Doze outras pessoas também são acusadas no caso de corrupção, incluindo Lázaro Báez, o associado Kirchner que recebeu os contratos de obras rodoviárias, e dois ex-ministros do governo Kirchnerista que foram condenados em outros casos de corrupção.

O Sr. Báez está cumprindo uma sentença de 12 anos por lavagem de dinheiro em um caso separado. Um dos ministros, José López, ex-secretário de obras públicas, foi flagrado em vídeo tentando esconder mochilas com US$ 9 milhões em dinheiro, relógios Rolex e um rifle semiautomático em um convento em 2016 em um caso não relacionado.

O foco do julgamento da Sra. Kirchner tem sido em grande parte 51 contratos de obras rodoviárias que foram concedidos a empresas ligadas a Báez, que deixou de ser um funcionário do banco em Santa Cruz para formar uma empresa de construção antes de Kirchner se tornar presidente em 2003. . A promotoria disse que, de 2003 a 2015, o suposto esquema fraudou o Estado argentino em mais de 5 bilhões de pesos, ou cerca de US$ 926 milhões, segundo autoridades.

Os contratos muitas vezes eram concedidos a preços inflacionados, ultrapassavam o orçamento ou recebiam outras considerações especiais, de acordo com a promotoria. Quase metade dos projetos rodoviários nunca foram concluídos.

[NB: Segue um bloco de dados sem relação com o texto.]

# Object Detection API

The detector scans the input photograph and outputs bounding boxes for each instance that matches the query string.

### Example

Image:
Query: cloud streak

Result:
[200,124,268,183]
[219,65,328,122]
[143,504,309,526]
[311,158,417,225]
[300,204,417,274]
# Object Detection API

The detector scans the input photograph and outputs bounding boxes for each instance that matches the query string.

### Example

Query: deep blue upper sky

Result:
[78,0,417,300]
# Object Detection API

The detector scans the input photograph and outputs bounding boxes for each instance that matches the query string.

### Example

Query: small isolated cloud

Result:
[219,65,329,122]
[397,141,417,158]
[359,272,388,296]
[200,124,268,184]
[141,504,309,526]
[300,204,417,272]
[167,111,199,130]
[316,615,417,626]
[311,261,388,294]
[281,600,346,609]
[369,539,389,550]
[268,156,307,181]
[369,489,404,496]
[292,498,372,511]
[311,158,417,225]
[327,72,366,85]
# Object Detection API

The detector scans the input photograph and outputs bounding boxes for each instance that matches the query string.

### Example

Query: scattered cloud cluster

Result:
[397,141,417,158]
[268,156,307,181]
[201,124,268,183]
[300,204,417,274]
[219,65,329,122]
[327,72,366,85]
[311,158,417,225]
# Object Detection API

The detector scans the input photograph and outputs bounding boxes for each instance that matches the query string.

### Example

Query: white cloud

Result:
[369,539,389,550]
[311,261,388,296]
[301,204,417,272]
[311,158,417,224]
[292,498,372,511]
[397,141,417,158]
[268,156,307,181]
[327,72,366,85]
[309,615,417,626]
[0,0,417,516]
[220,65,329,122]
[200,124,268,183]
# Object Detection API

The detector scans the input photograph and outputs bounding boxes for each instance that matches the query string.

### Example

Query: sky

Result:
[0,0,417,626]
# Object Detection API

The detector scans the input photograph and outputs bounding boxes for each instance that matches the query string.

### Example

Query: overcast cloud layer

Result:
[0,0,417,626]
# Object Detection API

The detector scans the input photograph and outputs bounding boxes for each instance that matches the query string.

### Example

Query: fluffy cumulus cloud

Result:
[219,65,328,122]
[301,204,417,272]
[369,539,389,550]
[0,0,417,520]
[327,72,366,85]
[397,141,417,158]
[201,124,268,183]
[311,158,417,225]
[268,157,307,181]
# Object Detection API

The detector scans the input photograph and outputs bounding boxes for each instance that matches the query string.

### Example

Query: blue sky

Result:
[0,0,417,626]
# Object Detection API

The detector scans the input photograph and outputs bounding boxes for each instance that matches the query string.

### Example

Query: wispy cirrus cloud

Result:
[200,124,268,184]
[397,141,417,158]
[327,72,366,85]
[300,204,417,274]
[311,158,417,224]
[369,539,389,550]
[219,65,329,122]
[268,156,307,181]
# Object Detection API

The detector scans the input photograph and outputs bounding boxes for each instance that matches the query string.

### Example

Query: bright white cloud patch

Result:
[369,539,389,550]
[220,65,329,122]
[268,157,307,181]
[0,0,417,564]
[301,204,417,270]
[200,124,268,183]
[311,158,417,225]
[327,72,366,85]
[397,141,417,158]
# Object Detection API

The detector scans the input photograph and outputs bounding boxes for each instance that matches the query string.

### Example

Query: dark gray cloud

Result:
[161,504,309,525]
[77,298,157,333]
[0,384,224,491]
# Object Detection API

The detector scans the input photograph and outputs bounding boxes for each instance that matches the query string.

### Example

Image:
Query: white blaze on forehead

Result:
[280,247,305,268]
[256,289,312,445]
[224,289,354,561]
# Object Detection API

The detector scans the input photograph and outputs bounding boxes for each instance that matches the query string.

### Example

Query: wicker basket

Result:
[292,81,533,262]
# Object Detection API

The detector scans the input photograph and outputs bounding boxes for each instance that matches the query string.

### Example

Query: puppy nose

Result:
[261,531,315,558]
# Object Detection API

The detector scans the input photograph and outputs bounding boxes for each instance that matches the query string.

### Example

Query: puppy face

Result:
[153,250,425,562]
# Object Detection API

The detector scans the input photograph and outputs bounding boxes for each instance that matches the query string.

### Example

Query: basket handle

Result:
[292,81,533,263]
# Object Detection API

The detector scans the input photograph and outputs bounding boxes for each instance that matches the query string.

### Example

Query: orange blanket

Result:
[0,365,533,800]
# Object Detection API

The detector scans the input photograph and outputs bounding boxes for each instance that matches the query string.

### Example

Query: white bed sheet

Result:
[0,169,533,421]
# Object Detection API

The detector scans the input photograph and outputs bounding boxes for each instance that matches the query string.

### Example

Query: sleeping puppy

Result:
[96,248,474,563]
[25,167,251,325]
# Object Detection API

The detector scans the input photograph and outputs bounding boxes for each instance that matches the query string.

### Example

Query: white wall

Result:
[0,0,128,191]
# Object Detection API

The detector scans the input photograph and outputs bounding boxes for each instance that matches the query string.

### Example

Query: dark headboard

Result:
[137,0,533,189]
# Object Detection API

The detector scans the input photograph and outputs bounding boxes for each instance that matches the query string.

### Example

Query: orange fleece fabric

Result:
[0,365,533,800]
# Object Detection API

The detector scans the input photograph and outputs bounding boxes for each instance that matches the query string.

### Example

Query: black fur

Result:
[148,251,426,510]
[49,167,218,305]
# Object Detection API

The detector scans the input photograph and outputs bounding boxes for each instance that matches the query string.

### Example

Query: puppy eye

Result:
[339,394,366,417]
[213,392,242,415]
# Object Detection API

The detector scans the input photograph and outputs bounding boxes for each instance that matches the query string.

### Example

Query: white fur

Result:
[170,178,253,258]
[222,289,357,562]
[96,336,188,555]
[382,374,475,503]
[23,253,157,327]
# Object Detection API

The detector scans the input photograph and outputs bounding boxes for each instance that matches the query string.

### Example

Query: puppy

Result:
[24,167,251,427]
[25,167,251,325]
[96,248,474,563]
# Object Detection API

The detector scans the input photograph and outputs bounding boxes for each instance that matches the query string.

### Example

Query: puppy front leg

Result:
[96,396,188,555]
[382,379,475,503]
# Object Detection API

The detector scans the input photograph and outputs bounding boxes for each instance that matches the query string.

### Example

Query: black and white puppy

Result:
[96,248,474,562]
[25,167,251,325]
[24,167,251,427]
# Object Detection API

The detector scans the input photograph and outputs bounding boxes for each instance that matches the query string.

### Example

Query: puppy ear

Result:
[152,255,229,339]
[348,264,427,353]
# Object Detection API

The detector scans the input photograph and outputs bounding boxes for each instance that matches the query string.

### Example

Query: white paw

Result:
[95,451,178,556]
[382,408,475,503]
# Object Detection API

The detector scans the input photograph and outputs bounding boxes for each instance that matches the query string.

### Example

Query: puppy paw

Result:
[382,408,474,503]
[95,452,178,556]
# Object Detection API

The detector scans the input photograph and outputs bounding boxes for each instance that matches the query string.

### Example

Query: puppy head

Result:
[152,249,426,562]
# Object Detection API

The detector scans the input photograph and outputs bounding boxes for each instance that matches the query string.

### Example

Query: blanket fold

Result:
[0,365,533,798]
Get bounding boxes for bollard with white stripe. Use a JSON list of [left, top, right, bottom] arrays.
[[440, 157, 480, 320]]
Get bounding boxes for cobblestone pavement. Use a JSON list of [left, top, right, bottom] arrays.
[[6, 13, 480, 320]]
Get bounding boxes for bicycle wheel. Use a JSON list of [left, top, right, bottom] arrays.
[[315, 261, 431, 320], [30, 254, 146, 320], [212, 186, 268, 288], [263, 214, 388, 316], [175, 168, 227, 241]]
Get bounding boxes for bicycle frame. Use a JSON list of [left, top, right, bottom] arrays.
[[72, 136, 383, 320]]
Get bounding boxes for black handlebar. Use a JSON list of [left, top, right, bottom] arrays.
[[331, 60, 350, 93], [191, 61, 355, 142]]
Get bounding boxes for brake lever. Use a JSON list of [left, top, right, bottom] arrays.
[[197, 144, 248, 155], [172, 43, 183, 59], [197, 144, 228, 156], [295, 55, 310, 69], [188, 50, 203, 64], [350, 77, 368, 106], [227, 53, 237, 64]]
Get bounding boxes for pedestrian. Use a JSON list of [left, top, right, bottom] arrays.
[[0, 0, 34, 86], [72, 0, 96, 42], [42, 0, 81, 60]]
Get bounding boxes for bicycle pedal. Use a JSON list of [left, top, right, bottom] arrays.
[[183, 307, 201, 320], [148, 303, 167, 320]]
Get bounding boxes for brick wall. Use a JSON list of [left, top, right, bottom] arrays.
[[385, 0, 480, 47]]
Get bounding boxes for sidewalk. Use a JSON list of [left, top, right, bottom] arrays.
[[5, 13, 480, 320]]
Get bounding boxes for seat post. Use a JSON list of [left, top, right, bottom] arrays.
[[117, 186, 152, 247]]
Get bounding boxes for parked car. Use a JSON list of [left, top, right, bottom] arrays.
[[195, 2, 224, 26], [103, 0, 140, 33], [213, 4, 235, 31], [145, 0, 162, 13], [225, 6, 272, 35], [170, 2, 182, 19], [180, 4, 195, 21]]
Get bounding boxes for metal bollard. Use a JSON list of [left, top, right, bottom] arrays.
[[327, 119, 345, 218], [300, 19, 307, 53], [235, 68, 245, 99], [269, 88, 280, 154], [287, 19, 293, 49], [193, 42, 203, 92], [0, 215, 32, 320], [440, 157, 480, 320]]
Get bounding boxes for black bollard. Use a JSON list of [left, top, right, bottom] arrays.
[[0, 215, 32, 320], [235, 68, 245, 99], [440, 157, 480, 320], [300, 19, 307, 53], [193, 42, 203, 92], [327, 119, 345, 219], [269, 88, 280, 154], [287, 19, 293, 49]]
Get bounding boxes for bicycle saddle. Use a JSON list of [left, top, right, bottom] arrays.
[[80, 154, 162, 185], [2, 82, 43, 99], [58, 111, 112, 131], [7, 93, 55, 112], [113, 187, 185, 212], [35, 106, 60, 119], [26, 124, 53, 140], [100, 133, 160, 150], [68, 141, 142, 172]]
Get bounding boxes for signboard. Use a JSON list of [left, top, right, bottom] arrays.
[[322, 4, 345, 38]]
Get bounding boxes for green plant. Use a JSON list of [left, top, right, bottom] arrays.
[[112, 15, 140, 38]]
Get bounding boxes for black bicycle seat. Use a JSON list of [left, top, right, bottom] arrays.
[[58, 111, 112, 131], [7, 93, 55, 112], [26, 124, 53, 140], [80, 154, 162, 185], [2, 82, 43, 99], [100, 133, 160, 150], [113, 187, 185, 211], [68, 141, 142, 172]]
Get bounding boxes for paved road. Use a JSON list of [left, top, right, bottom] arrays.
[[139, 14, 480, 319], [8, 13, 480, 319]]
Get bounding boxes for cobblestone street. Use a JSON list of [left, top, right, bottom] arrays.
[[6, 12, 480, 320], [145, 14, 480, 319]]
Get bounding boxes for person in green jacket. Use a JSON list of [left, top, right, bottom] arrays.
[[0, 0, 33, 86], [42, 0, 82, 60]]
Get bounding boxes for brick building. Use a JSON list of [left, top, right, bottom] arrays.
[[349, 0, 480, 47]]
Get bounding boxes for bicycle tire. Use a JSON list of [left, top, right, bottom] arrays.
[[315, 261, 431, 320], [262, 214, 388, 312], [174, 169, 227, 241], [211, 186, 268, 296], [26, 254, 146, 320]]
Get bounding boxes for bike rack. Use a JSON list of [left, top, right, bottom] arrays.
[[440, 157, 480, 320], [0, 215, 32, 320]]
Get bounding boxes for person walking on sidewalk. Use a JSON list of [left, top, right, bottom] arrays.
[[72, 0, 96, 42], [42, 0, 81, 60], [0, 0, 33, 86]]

“Foram atos sistemáticos de corrupção promovidos e mantidos pelos mais altos líderes políticos do país”, disse Diego Luciani, o promotor principal, durante seu discurso de encerramento no início deste ano.

As provas apresentadas durante o julgamento incluíam mensagens de WhatsApp entre o senhor López, o ex-secretário de obras públicas, o senhor Báez e o presidente de uma de suas construtoras.

A promotoria disse que as mensagens revelaram um plano para ocultar evidências nos últimos dias do governo Kirchner em 2015, entregando pagamentos finais de contratos a Báez, demitindo seus funcionários e abandonando projetos de obras rodoviárias.

Algumas mensagens incluem referências a “La Señora” que teve que “tomar decisões”. A promotoria argumentou que “La Señora” era uma referência à Sra. Kirchner, embora ela nunca tenha sido mencionada pelo nome.

Mesmo que seja condenada por este tribunal, Kirchner não irá para a prisão na terça-feira, disse Andrés Gil Dominguez, um advogado constitucional argentino. Ela ainda tem várias vias de recurso disponíveis e, como membro efetivo do Congresso, goza de imunidade contra prisão. Mesmo sem recurso, ela provavelmente não cumpriria pena, já que a Argentina permite que pessoas com mais de 70 anos cumpram a pena em casa. A Sra. Kirchner tem 69 anos.

Os partidários de Kirchner já sugeriram que iriam protestar se ela fosse condenada. “Quando eles lêem a condenação de Cristina, milhares de nós temos que ir às ruas em todo o país para paralisar as instituições”, disse Luis D’Elia, chefe de uma organização que representa os desempregados, em uma entrevista de rádio.

O vice-presidente já enfrentou diversas outras batalhas judiciais e saiu vitorioso em algumas delas.

Ano passado, um tribunal rejeitou as acusações contra ela por acusações de que ela conspirou para encobrir o suposto papel do Irã no atentado de 1994 a um centro comunitário judaico em Buenos Aires, que matou 85 pessoas. As acusações contra Kirchner foram feitas pela primeira vez em 2015 por um promotor, Alberto Nisman, que foi encontrado morto com um tiro em seu apartamento dias depois.

Sua morte nunca foi resolvida, e o assunto tem sido uma fonte de especulação frenética e lutas políticas internas desde então.

Um caso separado que a acusava de fraudar o governo por meio do mercado futuro de dólar foi arquivado no ano passado.

Ana Lankes relatados de El Chaltén, Argentina, e Natália Alcoba de Buenos Aires.